Many people who've never seen high-performing teams in action (I mean genuinely high-performing, not just the ones who self-claim they are ...), assume that all that you need to form such a team is:
- assign them a mission (they could identify with)
- grant them a sufficient level of autonomy
- make sure that everyone has a correct mindset (e.g., high bias for action)
- assure a necessary level of diversity of viewpoints and ...
... well, just wait - magic is going to happen just by itself.
But real life is not a fairy tale. For a bunch of reasons, this approach does not work. Consistently. Smart people & autonomy are not enough without real accountability - why so?
First of all, good intentions do not work. And no one has made it more clear than Jeff Bezos himself:
"When you are asking for good intentions, you are not asking for a change, because people already had good intentions. But if good intentions don't work, what does? Mechanisms work."
Mechanisms > intentions
One has to amplify good intentions (& the moments of occasional inspiration) with mechanisms that turn them into habits. The mechanism doesn't necessarily mean 100% automation or opinionated software to impose a full-blown workflow on you. It may be as simple as a checkbox, an additional step in a process, a new information radiator, or a weekly review meeting. What makes it a "mechanism" is the iron discipline of execution. It doesn't happen because someone has to remember about it - it's there because of ruthless automation, adjusted configuration/template, or an updated calendar invite.
But wait, more than just a bunch of mechanisms is needed (to build a high-performing team).
Have you heard about a phenomenon called the Hawthorne Effect? You can read about it here in detail, but the short story is:
People do adjust their behavior if they are aware there's someone else observing them.
It's nothing new; there's even a very old Polish adage - "pańskie oko konia tuczy" (in Eng.: "the eye of the master makes the horse fat"), which basically says the very same thing. But wait, isn't that contradictory to common truths that have become very popular in the IT industry? For instance:
"Build projects around motivated individuals. Give them the environment and support they need, and trust them to get the job done." (ref.: Agile Manifesto)
Isn't inspection yet another form of micro-management? An attempt by poor managers to justify the existence of their job positions? Nope. Well, you know what they say - every good idea can be twisted if bad intentions are present, but ...
On motivation
There are tons of learning materials (both online & offline) on motivation. For some reason, authors tend to focus on positive motivation (what encourages us, drives us, and gives us energy to push forward). But there's also the other side of the equation - the negative motivation: what discourages us, sucks the energy out of us, and adds friction that gradually slows us down to a halt.
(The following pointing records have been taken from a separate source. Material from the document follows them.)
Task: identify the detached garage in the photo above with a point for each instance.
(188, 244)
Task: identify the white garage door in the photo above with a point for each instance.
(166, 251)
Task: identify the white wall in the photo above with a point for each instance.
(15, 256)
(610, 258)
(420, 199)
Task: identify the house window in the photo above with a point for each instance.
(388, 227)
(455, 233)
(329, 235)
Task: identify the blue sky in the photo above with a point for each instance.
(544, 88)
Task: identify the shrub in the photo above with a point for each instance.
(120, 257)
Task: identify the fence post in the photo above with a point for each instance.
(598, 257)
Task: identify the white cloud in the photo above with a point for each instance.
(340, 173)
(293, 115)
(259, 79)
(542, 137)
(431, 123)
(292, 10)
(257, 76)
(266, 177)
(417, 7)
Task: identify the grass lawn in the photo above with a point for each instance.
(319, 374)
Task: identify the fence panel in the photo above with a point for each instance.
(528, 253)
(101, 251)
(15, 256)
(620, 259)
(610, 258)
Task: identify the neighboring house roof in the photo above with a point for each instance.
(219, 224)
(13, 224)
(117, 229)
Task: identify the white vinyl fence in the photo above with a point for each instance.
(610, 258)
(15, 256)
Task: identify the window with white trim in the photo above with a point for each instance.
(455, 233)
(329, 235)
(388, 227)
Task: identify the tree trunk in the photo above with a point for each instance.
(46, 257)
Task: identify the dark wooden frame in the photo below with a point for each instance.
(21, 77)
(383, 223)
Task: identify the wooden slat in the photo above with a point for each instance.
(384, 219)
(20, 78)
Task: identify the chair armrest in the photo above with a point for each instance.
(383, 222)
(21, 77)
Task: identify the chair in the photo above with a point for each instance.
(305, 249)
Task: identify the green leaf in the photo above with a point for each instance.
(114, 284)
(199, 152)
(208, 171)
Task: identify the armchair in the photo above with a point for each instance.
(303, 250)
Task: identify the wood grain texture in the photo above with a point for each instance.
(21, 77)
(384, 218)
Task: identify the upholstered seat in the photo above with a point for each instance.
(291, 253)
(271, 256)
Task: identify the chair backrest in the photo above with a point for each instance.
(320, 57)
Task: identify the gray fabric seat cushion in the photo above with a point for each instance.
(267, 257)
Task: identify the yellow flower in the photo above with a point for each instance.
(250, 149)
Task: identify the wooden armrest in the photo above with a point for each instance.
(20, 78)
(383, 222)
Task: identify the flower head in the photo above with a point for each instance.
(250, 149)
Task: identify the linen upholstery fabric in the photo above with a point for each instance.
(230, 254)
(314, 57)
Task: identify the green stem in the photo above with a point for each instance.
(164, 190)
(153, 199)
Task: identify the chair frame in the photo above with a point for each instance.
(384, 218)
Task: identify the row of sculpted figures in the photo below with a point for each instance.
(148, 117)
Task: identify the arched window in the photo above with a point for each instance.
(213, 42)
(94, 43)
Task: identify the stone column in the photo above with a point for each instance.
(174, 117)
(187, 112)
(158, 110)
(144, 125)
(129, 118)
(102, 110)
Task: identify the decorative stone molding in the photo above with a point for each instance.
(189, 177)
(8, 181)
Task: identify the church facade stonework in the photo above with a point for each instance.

IM(NS)HO, there are very few demotivators that are more destructive than indifference. It doesn't really matter that the product vision resonates with you personally, that you're at the perfect equilibrium between the comfort (of knowing) & the discomfort (of learning), and that there are no technical obstacles to make your life miserable, if ... no-one cares for what you're building (and/or how you're building it):
- No one inspects the outcome and shares feedback (on different levels, from tech intricacies to UX).
- No one recognizes where you've gone beyond and added something extra, but also, no one candidly points out shortages & shortcomings.
- There's no one to transparently & honestly verify your commitments - did you deliver what you were accountable for?
- No folks are interested in your learnings - stuff that you grasped on the way, that may also be relevant to them (as individuals, a team, or an organization).
- Last but not least - there's no one to remind you vividly of the real outcome of what you've built: did it make any difference? Moved any needle? Helped someone achieve anything?
The Hawthorne effect is out there, and it's REAL. We, humans, have an inner compass that drives us towards the highest ROI (for ourselves) - if we see that something doesn't matter (in practice, as declarations may differ ...), we intuitively stop caring about it, even if we instinctively feel it SHOULD matter.
We like to know someone cares (for real) for what we do. Not because they want to catch us red-handed (when we've screwed up something), but because it means that what we do TRULY MATTERS. Yes, it adds some stress. Yes, it triggers (constructive) conflicts. And yes, there may be critical feedback that could be hard to swallow. But in the end, that's necessary to make us stronger, better, and more determined.
And without that inconvenience, you can't build a high-performing team. Greatness is not carved with convenience, complacency, or indifference.